Hi, Can someone assist me in finding a good education consultant for domestic students in Australia? I am slightly unsure if they are named educational consultants or education agents but briefly, my requirement is to discuss 12 the grade school admissions in Sydney/Melbourne for a child holding Australian PR. TIA


----------



## aussiesteve (Mar 16, 2012)

It may be advantageous to be a bit more specific. I have never heard of anybody acting in the capacity for domestic students.
Are you looking for a public or private school? Public schools with a few exceptions base enrollment on geographic locations, while most private schools are open to anyone who can pay the fees.


----------



## Possum323 (11 mo ago)

bmset123 said:


> Hi, Can someone assist me in finding a good education consultant for domestic students in Australia? I am slightly unsure if they are named educational consultants or education agents but briefly, my requirement is to discuss 12 the grade school admissions in Sydney/Melbourne for a child holding Australian PR. TIA


----------



## Possum323 (11 mo ago)

Did you ever find someone to help you? I am looking for information for a student coming from California to finish her education in Australia. She is an Australian who has been in America for a number of years.


----------



## JandE (Jul 17, 2015)

Possum323 said:


> Did you ever find someone to help you? I am looking for information for a student coming from California to finish her education in Australia. She is an Australian who has been in America for a number of years.

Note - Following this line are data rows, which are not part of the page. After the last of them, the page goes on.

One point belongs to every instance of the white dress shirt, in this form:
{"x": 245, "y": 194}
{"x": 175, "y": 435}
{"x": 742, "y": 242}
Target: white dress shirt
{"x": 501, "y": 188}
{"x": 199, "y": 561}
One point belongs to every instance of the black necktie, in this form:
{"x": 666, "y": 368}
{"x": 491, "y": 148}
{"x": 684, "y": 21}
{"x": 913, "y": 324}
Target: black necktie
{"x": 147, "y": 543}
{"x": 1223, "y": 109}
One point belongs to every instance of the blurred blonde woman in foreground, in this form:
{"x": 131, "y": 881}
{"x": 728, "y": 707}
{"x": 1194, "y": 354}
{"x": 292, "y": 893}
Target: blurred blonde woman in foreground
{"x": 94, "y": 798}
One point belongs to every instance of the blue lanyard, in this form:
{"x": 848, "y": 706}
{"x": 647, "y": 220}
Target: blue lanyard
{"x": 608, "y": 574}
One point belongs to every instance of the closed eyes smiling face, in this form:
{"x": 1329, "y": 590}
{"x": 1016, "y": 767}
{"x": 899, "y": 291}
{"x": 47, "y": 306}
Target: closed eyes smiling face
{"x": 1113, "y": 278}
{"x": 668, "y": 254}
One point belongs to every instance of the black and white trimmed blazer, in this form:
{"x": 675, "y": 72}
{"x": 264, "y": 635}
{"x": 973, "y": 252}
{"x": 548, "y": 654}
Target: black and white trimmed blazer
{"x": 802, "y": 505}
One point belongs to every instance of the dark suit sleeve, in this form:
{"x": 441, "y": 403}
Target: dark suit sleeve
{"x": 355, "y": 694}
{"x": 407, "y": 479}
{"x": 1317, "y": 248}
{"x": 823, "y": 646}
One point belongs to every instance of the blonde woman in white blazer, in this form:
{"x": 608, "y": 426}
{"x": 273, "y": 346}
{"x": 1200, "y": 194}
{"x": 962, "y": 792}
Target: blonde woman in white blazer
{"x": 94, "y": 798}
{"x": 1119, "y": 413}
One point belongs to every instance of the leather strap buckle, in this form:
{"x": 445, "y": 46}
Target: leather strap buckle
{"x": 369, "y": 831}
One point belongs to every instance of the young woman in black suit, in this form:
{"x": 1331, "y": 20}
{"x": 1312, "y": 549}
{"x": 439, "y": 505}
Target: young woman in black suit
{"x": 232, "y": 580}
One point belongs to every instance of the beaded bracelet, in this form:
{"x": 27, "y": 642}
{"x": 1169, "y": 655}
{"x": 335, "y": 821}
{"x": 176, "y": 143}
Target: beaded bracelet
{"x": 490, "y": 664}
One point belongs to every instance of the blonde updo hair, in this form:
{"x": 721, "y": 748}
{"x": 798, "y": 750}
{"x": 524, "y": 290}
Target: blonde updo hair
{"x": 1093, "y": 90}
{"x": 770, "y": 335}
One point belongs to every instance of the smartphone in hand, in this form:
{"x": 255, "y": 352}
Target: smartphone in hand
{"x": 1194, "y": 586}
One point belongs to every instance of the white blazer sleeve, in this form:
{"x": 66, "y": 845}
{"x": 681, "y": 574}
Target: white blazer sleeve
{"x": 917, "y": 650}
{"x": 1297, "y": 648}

She just needs to register at a local school in the area of residence. Or check the local private schools. However, the private schools sometimes have very long waiting lists.


----------



## Possum323 (11 mo ago)

JandE said:


> She just needs to register at a local school in the area of residence. Or check the local private schools. However, the private schools sometimes have very long waiting lists.


Seems like a lot of private schools wont take entry in 12th Grade and how does the final exams go for university entry? Will she be badly situated because she wasn't in Australia for Grade 11? Thanks


----------



## JandE (Jul 17, 2015)

Possum323 said:


> Seems like a lot of private schools wont take entry in 12th Grade and how does the final exams go for university entry? Will she be badly situated because she wasn't in Australia for Grade 11? Thanks


I am aware of people transferring in from other schools, into grade 12. Not sure of the situation for new migrants, but would assume they must have some facilities for that. State schools have a legal obligation to take them.


----------



## wrussell (Dec 31, 2014)

The principal of a state high school will usually put you on the right track.


----------